Das Parlament: Frau Staatsministerin, würden Sie jungen türkischen Frauen raten, nach Deutschland zu ziehen?
Maria Böhmer: Wenn der Wille zur Integration, das Ja zu Deutschland vorhanden ist, ja.
Das Parlament: Aber genau das Ja fehlt doch häufig. Viele türkische Frauen sind nicht gut integriert, leben isoliert und beherrschen die deutsche Sprache nicht...
Maria Böhmer: ...man muss sehr differenzieren: Handelt es sich um Frauen, die eine gute Schul- und Ausbildung haben, in großen Städten leben und selbstständig sind?

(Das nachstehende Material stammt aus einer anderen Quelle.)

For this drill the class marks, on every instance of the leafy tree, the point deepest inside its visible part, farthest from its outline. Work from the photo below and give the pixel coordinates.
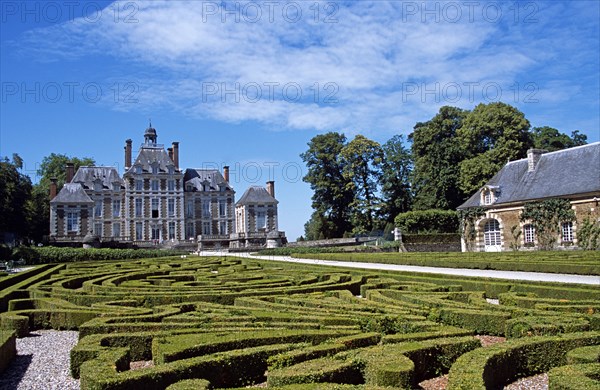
(363, 159)
(396, 170)
(15, 191)
(53, 166)
(437, 153)
(550, 139)
(333, 191)
(491, 135)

Oder geht es um Frauen, die in ländlichen Regionen zu Hause sind und kaum eine Schule von innen gesehen haben? Für sie ist es eine Zeitreise, wenn sie nach Köln, Berlin oder Hamburg kommen. Zudem gehen viele hier lebende türkische Männer der zweiten und dritten Generation in ihrer Integration eher einen Schritt zurück als nach vorn, wenn sie eine Frau aus ländlichen Gebieten heiraten. Gerade diesen Frauen müssen wir eine bessere Teilhabe in unserem Land ermöglichen.
Das Parlament: Waren Sie schon mal in Anatolien?
Maria Böhmer: Ja. Ich bin dort erst kürzlich hingereist, um mir ein Bild zu machen. Obwohl die türkische Regierung große Reformanstrengungen gerade beim Schulbesuch von Mädchen unternommen hat, gehen immer noch mehr als 500.000 türkische Mädchen nie zur Schule. Kommen diese Frauen im Wege des Familiennachzuges nach Deutschland, dann haben sie und wir mit Problemen zu kämpfen.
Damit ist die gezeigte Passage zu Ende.